Beckett é apenas uma estrela na escuridão para mim. Existem outros, mas Beckett está lá há 40 anos, e acho que na minha escuridão pessoal ele brilhará para sempre.

Falando novamente sobre “O colibri”, além do conteúdo tão forte, é muito interessante como as relações são apresentadas, por meio de uma narrativa que mescla o autor em primeira pessoa, cartas, e-mails, mensagens de aplicativos etc. Isso parece dar ainda mais força à história, com saltos no tempo para frente e para trás.
Essa liberdade que tomei, assim como muitas outras escolhas, vem diretamente da Masterclass Latino-Americana que recebi nos meus primeiros anos: "Em um bom romance, você pode fazer o que quiser. O problema é compô-lo. O problema é o estilo. O problema é a linguagem. Mas você é absolutamente livre". Isso me foi ensinado pelos autores que mencionei há pouco, durante a gloriosa temporada pela grande literatura latino-americana.

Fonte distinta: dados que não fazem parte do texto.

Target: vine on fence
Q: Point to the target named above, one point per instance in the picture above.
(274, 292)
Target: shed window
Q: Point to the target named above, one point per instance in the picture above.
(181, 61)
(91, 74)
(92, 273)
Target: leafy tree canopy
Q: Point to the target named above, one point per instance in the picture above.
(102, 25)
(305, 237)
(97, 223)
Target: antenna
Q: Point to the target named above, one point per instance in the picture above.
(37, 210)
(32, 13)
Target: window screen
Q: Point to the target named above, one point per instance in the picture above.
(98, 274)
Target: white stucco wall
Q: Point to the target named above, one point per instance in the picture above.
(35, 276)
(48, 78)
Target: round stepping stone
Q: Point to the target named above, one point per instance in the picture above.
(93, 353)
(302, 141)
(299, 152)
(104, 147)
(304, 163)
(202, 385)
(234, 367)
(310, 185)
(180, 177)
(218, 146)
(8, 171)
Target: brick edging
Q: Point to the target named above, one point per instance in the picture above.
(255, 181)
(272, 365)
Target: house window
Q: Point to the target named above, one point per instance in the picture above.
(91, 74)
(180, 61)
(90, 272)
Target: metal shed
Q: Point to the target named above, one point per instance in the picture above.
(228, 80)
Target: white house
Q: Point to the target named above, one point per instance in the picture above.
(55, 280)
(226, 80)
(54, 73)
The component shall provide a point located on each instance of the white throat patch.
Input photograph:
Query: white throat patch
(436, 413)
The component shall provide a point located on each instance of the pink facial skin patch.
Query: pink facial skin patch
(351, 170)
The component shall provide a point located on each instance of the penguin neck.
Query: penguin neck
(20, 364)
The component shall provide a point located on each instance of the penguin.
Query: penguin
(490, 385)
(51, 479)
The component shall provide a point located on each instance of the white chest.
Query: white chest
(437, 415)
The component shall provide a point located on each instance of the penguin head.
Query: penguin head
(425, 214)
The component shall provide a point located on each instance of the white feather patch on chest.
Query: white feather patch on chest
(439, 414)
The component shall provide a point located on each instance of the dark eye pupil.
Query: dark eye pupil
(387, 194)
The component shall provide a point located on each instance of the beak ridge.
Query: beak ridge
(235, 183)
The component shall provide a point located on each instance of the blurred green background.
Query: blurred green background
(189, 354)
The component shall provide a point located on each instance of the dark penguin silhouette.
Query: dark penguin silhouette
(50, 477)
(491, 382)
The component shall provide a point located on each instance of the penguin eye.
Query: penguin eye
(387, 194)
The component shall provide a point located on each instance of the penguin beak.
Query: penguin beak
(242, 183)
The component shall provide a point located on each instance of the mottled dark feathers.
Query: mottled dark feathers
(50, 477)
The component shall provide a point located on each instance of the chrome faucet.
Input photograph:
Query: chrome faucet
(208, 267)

Como vem sendo a repercussão de “Setembro negro”, outra obra publicada no Brasil? E o que pode nos falar sobre o processo de criação da história?
O romance recebeu respostas satisfatórias, tanto de críticos quanto de leitores comuns. Não foi tão importante quanto “O colibri”, mas também não era isso o que se esperava. Estou satisfeito com a oportunidade que tive de ir além do possível em “O colibri”, mantendo meu estilo, minha maneira de ver o mundo. Diante disso, descobri que meus leitores me permitiram ocupar um espaço além do meu volumoso romance anterior.

Além de romances, você já escreveu outras publicações como ensaios e roteiros. Como é transitar por tantos territórios e conhecer, aprender e ensinar sobre tantos temas?
É a experiência que me permite declarar que o romance é a disciplina mais complicada, poderosa, difícil, surpreendente e emocionante de toda a escrita.

O que o futuro o aguarda? Quais são os planos para o segundo semestre do ano e também para 2026?
Creio que vou publicar um livro de contos.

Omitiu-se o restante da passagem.